This section is from the book "The Dinner Year-Book", by Marion Harland. See also: Rachael Ray 365: No Repeats - A Year of Deliciously Different Dinners.
Irish Broth.
Cotelettes a la Reine.
Savory Bread Pudding.
Stewed Apples, with Cream and Cake.
Strain off as much soup from the stock-pot as you need for to day. Heat and skim; stir in a large cupful of mashed potato, rubbed through a colander; season to taste; simmer ten minutes, and add a great spoonful of butter rolled in flour. Boil up fairly, and serve.
Cut thick slices of the most nearly underdone portions of your roast mutton. Divide into neat squares about three inches across; dip each in thick drawn butter, in which the yolks of two eggs have been cooked. Lay the cutlets to cool upon a broad dish. When the creamy coating is cold and firm, roll each in pounded cracker, and fry - a few at a time - in hot lard or dripping. As each is lightly browned, take up with a skimmer, and drain off the fat. Arrange in a dish, overlapping one another.
Pare; cut into dice; throw into cold water, and leave there half an hour. Put on to cook in boiling salted water; stew twenty minutes. Drain off most of the water, and fill up with cold milk. When this boils, stir in a lump of butter rolled in flour, with chopped parsley. Cook gently five minutes longer.
Soak two cups of bread-crumbs in a cupful of yesterday's gravy, diluted with a little of your soup-stock. Add a cup of boiling milk, in which a pinch of soda has been stirred; beat to a smooth batter; add half a cupful of minced cold meat, three eggs, pepper, and salt. Pour into a buttered bake-dish, after beating all up light, and bake in a quick oven. Serve in the dish, and pass a little good gravy, or drawn butter, with it.

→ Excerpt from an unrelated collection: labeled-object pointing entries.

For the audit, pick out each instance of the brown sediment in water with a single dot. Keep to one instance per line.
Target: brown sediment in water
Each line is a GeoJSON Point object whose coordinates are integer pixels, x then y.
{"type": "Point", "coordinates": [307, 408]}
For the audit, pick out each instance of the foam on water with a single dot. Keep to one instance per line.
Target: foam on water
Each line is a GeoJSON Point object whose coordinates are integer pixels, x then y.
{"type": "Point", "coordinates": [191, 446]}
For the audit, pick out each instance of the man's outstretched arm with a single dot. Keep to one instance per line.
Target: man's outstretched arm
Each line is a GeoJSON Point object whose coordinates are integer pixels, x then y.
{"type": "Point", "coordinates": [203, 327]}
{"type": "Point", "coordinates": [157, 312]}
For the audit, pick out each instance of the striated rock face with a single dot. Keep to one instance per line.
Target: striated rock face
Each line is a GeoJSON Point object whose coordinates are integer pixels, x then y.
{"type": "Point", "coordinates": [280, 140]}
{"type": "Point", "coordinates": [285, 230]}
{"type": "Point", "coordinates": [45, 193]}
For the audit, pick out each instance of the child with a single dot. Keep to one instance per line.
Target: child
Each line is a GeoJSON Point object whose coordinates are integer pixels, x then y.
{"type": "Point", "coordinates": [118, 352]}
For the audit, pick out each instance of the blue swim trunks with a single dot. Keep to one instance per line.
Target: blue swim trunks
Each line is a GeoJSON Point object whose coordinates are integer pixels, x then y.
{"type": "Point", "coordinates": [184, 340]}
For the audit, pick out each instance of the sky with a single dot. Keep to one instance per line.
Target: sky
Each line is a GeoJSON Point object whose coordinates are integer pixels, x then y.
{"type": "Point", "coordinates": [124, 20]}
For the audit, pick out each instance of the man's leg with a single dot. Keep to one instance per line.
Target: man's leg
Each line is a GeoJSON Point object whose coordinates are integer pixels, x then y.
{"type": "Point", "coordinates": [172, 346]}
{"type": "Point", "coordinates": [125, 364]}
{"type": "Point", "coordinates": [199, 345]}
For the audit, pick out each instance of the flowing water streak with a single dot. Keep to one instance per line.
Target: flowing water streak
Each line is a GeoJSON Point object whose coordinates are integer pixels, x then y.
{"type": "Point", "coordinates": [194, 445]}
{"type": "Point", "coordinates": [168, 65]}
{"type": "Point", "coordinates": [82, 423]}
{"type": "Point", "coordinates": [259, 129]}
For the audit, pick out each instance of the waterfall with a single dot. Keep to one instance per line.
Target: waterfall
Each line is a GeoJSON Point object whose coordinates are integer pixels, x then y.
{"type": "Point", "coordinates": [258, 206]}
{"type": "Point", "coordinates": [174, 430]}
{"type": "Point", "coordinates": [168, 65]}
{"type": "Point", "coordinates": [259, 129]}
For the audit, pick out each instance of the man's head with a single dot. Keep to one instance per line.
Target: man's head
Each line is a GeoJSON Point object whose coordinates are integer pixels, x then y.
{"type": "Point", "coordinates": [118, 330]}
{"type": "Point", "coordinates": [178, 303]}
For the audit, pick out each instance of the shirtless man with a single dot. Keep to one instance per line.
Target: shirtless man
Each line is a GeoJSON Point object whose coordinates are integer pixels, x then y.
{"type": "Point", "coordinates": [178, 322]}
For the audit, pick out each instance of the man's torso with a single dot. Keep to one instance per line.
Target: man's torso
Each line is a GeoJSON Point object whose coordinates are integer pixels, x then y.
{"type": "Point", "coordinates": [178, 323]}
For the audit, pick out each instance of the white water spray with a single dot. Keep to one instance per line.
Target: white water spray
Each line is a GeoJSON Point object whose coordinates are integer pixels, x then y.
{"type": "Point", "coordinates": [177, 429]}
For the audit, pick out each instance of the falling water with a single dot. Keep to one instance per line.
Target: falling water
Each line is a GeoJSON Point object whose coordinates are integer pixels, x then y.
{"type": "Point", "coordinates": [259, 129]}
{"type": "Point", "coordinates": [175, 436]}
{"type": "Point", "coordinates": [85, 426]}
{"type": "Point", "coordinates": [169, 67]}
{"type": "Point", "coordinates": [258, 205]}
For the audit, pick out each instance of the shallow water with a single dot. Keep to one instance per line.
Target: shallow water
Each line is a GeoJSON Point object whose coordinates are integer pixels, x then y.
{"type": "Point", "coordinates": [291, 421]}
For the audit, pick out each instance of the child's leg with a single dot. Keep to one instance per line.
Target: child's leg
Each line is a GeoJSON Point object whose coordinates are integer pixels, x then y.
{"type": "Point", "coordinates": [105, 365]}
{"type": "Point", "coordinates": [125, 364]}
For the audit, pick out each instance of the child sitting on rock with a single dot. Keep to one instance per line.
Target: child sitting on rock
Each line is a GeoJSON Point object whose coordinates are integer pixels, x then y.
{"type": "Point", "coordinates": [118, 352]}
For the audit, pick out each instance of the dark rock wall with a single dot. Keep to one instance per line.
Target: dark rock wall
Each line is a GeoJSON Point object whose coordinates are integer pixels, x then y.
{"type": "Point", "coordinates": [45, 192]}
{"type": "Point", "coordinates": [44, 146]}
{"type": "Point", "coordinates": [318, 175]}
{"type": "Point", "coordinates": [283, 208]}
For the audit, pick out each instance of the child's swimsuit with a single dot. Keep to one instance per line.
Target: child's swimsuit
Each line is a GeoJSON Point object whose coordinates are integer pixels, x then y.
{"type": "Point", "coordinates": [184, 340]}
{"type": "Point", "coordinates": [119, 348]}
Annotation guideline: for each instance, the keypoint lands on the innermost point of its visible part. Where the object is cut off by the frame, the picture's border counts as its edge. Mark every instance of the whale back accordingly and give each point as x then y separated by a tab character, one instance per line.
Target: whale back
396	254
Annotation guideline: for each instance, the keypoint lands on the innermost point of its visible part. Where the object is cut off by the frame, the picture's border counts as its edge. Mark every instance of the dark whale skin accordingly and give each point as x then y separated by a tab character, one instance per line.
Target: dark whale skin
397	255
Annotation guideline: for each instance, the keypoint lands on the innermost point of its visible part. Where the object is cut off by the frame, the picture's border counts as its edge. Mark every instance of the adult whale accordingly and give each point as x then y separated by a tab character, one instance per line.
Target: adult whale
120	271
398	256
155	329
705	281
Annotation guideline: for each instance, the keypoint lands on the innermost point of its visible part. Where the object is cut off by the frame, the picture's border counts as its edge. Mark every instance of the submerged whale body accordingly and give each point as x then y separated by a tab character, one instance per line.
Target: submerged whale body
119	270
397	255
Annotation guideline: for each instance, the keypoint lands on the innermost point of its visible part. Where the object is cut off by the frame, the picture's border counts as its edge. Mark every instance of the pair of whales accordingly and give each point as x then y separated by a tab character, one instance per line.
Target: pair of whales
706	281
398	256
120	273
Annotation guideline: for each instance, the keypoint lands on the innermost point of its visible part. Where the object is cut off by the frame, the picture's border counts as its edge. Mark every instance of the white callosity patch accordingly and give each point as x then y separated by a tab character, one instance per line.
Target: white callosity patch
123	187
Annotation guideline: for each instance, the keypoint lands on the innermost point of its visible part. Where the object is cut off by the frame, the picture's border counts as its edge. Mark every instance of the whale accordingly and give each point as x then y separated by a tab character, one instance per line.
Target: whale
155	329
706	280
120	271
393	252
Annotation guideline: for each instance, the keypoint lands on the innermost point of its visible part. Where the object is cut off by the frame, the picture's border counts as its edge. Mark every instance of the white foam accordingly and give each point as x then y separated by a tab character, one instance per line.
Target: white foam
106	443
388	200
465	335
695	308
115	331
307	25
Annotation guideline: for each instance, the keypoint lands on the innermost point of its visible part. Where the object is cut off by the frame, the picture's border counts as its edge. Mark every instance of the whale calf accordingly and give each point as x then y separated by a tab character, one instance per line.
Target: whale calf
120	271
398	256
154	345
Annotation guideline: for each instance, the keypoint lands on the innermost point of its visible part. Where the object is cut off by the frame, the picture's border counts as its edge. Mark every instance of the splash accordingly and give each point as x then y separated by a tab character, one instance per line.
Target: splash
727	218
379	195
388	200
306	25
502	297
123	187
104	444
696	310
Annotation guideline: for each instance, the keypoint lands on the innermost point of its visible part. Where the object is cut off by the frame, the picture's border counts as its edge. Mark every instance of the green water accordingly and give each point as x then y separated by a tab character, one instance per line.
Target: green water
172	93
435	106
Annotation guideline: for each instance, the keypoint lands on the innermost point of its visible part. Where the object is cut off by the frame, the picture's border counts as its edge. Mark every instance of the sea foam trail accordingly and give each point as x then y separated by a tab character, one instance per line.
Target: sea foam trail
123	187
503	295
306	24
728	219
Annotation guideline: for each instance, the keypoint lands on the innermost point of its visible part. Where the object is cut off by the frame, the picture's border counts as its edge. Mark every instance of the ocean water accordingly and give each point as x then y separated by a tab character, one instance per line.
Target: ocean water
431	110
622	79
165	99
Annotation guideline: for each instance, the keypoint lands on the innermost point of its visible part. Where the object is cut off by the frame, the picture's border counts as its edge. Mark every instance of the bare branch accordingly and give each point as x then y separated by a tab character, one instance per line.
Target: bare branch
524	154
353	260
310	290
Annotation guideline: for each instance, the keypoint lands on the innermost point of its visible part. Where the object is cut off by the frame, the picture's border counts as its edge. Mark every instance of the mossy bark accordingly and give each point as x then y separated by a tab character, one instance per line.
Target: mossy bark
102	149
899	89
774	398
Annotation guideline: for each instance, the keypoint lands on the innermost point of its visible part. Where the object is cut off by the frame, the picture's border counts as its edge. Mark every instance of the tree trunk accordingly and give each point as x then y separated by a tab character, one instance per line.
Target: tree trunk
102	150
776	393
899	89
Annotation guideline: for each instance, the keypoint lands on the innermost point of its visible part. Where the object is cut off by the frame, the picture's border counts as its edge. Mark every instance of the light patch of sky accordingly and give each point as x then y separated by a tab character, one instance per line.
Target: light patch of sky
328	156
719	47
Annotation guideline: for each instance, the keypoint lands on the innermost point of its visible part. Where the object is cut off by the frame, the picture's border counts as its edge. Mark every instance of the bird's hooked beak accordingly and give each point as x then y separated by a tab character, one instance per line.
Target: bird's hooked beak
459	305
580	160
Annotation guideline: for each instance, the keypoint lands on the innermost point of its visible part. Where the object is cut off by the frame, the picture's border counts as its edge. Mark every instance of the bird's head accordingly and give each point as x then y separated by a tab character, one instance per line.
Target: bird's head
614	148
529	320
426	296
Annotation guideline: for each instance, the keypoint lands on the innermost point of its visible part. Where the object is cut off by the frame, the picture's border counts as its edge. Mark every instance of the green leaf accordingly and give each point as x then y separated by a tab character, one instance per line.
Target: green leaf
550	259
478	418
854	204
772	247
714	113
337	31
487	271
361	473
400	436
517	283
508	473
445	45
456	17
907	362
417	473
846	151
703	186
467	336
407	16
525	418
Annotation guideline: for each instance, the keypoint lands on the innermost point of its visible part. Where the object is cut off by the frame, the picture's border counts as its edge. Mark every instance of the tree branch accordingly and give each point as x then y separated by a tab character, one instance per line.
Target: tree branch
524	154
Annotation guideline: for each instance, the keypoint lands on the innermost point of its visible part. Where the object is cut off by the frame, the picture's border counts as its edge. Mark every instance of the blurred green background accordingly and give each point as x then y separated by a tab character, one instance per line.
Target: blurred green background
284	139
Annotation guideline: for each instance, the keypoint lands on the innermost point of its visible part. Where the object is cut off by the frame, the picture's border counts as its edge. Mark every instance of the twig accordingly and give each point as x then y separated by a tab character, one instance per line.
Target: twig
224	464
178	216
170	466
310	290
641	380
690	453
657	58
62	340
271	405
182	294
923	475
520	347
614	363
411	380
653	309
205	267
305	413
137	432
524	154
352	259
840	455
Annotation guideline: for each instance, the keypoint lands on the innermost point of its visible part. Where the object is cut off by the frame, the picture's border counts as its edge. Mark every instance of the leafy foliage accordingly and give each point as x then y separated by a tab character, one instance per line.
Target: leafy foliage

Put cold beans left from yesterday into a salad-bowl, and pour over it such a dressing as you prepared for Cold Slaw, on Monday, First Week in November.
Pare and core juicy pippins. Put a cupful of water, and one of sugar, into a bake-dish. Lay in the pippins; cover, and cook slowly until clear and tender. They should be turned once while cooking. Set away, still covered, in the bake-dish, to cool, on Saturday. On Monday, put them into a glass dish, and send cream and cake to table with them.